Detection of mRNA Transcripts.

The RT-PCR reactions detected the expression or absence of the mRNA transcripts for the rOATs and rOCTs in the livers and kidneys as expected (Grundemann et al., 1994;Okuda et al., 1996; Sekine et al., 1997, 1998; Sweet et al., 1997;Kekuda et al., 1998; Kusuhara et al., 1999). Of these transporters, only rOCT1 and rOCT3 were seen in the lactating rat mammary gland. This suggests that rOAT1, rOAT2, rOAT3, and rOCT2 are not responsible for the high M/S ratios of cimetidine and nitrofurantoin observed in lactating rats. Furthermore, because PAH is a substrate for rOAT1, rOAT2, and rOAT3 (Sekine et al., 1998; Uwai et al., 1998;Kusuhara et al., 1999), the lack of PAH active transport into rat milk is functional evidence for their absence. The role of rOCT1 and rOCT3 in the transport of these drugs into rat milk remains to be elucidated.
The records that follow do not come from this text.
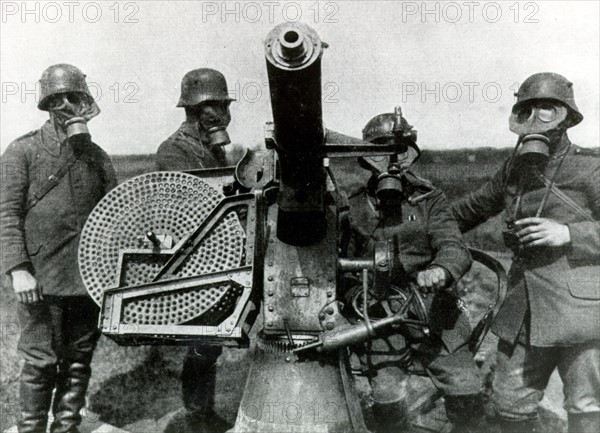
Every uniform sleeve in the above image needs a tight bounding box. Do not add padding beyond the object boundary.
[104,153,118,194]
[567,167,600,264]
[0,142,30,273]
[156,141,196,171]
[452,161,508,233]
[427,191,472,281]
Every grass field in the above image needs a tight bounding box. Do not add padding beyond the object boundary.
[0,149,564,433]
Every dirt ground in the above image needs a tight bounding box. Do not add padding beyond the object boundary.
[0,153,565,433]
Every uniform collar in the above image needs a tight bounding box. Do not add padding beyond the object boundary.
[41,120,61,156]
[179,120,201,141]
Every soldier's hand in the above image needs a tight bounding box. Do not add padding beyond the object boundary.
[515,218,571,247]
[417,266,452,293]
[10,269,44,304]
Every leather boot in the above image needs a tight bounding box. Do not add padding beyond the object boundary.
[50,362,92,433]
[372,399,408,433]
[497,418,542,433]
[569,412,600,433]
[17,363,56,433]
[444,394,489,433]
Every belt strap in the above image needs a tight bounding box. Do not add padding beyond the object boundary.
[25,153,78,212]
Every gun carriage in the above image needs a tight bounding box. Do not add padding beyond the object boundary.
[80,23,503,432]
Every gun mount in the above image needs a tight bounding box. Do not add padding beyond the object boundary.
[79,23,504,433]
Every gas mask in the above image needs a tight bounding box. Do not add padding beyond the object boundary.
[198,102,231,146]
[359,106,421,203]
[48,92,100,155]
[509,100,569,167]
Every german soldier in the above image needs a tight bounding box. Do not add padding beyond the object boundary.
[453,73,600,432]
[0,64,116,433]
[156,68,234,171]
[156,68,234,432]
[349,109,483,432]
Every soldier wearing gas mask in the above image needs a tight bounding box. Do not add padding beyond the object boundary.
[156,68,235,171]
[453,73,600,432]
[156,68,234,432]
[348,109,483,433]
[0,64,116,433]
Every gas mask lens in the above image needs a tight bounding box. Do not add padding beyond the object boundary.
[515,102,558,123]
[200,101,231,146]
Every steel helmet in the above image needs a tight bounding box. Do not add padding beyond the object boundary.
[512,72,583,127]
[38,63,94,111]
[177,68,235,107]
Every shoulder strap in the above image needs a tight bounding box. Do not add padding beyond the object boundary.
[25,153,78,212]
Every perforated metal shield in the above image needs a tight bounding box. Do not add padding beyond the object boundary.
[79,172,244,325]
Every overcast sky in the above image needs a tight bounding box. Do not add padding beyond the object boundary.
[0,0,600,154]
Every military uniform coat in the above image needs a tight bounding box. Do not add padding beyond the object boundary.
[156,122,227,171]
[453,145,600,346]
[0,122,116,295]
[350,173,472,352]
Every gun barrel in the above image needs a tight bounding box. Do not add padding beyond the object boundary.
[265,23,326,245]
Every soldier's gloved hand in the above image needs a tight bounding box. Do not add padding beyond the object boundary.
[10,269,44,304]
[417,266,452,293]
[515,218,571,247]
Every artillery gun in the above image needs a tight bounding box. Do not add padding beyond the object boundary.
[80,23,504,433]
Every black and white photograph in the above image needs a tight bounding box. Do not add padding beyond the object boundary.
[0,0,600,433]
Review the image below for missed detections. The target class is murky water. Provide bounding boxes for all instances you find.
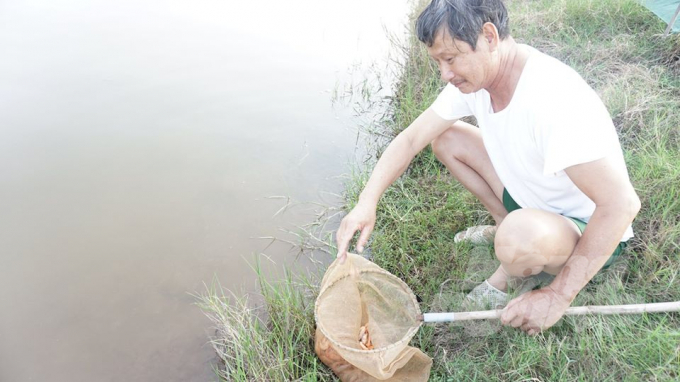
[0,0,408,382]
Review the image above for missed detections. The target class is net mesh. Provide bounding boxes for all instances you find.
[314,254,432,381]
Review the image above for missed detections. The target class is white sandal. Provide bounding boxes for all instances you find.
[453,225,496,245]
[465,280,508,309]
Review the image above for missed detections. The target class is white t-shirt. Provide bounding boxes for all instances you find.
[431,48,633,241]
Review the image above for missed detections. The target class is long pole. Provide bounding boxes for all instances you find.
[418,301,680,322]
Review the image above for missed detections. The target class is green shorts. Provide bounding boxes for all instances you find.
[503,188,626,269]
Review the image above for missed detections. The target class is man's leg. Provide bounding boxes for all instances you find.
[432,121,508,226]
[488,208,581,291]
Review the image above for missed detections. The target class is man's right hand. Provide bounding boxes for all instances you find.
[335,202,376,264]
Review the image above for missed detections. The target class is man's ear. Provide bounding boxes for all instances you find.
[482,22,499,51]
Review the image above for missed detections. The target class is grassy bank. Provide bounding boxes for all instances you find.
[201,0,680,381]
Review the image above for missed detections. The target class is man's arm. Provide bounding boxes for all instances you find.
[336,108,455,261]
[550,157,640,303]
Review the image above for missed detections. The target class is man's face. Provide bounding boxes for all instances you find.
[427,28,491,94]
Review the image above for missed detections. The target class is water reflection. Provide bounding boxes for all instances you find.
[0,0,407,381]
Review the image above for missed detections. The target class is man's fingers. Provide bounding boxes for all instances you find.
[335,221,359,263]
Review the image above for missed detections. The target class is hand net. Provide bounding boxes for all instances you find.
[314,254,432,381]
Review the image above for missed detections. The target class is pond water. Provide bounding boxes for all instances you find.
[0,0,409,382]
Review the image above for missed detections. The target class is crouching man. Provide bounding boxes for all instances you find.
[336,0,640,334]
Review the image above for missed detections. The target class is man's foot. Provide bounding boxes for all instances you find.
[465,272,555,309]
[453,225,496,245]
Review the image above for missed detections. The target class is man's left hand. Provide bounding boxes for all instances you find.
[501,287,570,335]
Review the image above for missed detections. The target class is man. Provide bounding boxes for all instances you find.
[336,0,640,335]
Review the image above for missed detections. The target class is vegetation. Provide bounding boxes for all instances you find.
[202,0,680,381]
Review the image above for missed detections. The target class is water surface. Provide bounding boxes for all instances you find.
[0,0,407,382]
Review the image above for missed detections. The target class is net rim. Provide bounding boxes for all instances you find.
[314,268,423,354]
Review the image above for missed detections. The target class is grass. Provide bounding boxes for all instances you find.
[203,0,680,381]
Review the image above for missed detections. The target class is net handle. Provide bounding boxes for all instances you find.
[417,301,680,322]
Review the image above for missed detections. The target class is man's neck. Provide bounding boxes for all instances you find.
[486,37,529,112]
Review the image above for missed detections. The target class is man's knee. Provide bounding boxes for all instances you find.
[494,209,551,276]
[494,208,580,276]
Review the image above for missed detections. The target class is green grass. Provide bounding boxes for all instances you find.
[204,0,680,381]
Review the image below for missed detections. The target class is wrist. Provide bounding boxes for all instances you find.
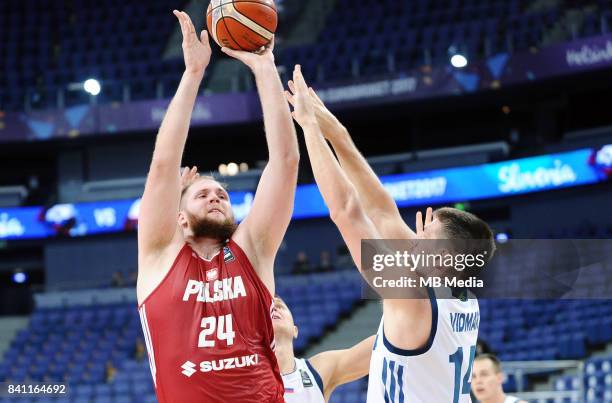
[183,68,206,80]
[251,60,278,77]
[330,123,351,146]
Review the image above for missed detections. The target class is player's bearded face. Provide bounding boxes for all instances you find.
[186,212,237,241]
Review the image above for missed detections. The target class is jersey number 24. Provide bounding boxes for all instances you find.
[198,313,236,347]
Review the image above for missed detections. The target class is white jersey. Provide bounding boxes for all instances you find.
[283,358,325,403]
[367,289,480,403]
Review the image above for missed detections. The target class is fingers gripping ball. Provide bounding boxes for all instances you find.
[206,0,278,52]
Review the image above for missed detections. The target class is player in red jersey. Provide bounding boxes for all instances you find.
[137,11,299,403]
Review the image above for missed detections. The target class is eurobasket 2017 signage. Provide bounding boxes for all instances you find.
[0,145,612,239]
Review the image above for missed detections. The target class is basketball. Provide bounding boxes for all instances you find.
[206,0,278,52]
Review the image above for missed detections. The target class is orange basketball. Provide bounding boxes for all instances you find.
[206,0,278,52]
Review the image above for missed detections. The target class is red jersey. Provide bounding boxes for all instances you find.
[138,240,284,403]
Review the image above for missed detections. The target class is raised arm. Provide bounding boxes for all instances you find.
[138,10,211,260]
[292,66,432,349]
[222,42,299,291]
[286,65,379,270]
[287,81,415,239]
[308,336,375,401]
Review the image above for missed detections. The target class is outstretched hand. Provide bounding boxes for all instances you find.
[221,37,274,72]
[173,10,212,74]
[285,80,346,144]
[288,64,318,128]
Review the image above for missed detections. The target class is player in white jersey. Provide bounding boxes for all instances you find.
[272,297,374,403]
[286,66,495,403]
[472,354,527,403]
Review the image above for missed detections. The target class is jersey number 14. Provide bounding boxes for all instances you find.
[198,313,236,347]
[448,346,476,403]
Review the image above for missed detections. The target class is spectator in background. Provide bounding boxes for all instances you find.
[104,361,117,383]
[317,250,332,272]
[111,271,125,287]
[134,337,145,362]
[472,354,527,403]
[293,251,311,274]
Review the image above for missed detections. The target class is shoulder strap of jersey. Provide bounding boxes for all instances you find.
[304,359,325,395]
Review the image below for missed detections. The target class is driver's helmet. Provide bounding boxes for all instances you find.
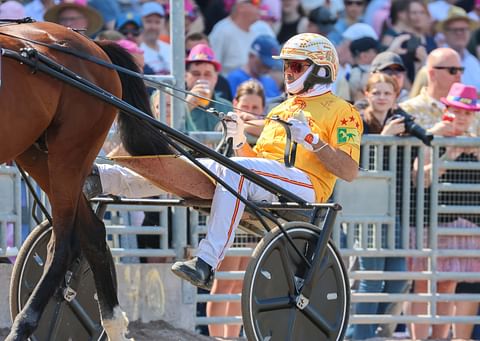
[273,33,339,83]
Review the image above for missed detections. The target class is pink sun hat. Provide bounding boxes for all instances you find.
[116,39,144,54]
[185,44,222,72]
[440,83,480,111]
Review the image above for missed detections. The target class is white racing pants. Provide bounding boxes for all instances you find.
[99,157,315,268]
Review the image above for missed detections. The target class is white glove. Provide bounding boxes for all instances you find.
[287,118,320,151]
[225,112,247,149]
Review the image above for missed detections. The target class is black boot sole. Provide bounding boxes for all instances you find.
[172,264,213,291]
In conclusion, cimetidine, nitrofurantoin, and probenecid but notp-aminohippurate were actively transported into rat milk. The type of interaction between nitrofurantoin and the cimetidine LMEDT is unknown, but neither of the LMEDTs for cimetidine or nitrofurantoin was inhibited by probenecid. It is possible that several LMEDT processes exist. Further studies will determine whether the candidate genes identified in molecular studies, rOCT1 and rOCT3, are involved in the transport of cimetidine, nitrofurantoin, and probenecid into milk. Future investigations will also determine the specific functional characteristics of the transporters.